だが、最初の方で自分を落ち着かせるためにコーヒーを飲み過ぎたからか、少しトイレに行きたくなってきた。ヒカリには悪いが、映画がいいところに差しかかる前に行ってしまったほうがいいかもしれない。
「ヒカリ。わりぃ、俺トイレ借りるわ」
「あ、はい。そこのドアを出てすぐです。待って下さい、今どきますから」
「あ、いい。お前そのまんまで、俺が・・・」
俺が、うまいこと脚を持ち上げて抜ければ、ヒカリはそのままでいいと思ったんだ、その時は。だけど、ヒカリが立ち上がるのと、俺が脚を持ち上げるのが絶妙なタイミングで組み合わさって、俺はヒカリの足に躓いて、そのまま倒れ込んでしまった。
「う、お!!」
「え?!きゃぁ!!」
危ないと思って反射的に目を閉じた。
「・・・わり、大丈夫か・・・!」
「・・・あ、はい・・・!」
次に目を開けた瞬間に、頭の中が真っ白になった。俺のすぐ目の前にヒカリの顔があった。端的に言うと、俺はヒカリをソファーの上に押し倒してしまっていた。
「・・・・・・」
「・・・・・・」
謝ってすぐに起き上がればいいだけなのに、なぜか身体が動かない。
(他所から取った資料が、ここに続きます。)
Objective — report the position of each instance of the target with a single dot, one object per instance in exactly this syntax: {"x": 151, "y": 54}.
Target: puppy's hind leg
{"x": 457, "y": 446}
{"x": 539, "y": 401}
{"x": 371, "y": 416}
ヒカリも何も言わない。
「・・・・・・」
「・・・・・・!」
ヒカリがぎゅっと目を閉じた。
・・・何やってんだよお前・・・ガキのくせに。
どういうつもりで目、閉じたんだよ。お前なんか『あはは、重いですよ、宗介さん。早くどいてください』とか言ってればいいのに。そうしたら俺も笑ってすぐにどいてやったのに。
「・・・・・・」
「・・・・・・んん」
ヒカリの柔らかい唇に一度だけ自分の唇を落とす。それだけでヒカリの頬が一気にピンク色に染まった。たまらず、2回、3回と軽いキスを繰り返す。
「ん・・・ふっ・・・んん・・・」
その度に甘い吐息がヒカリの口から漏れる。
もうそろそろやめないといけない。そうしないと歯止めが効かなくなる。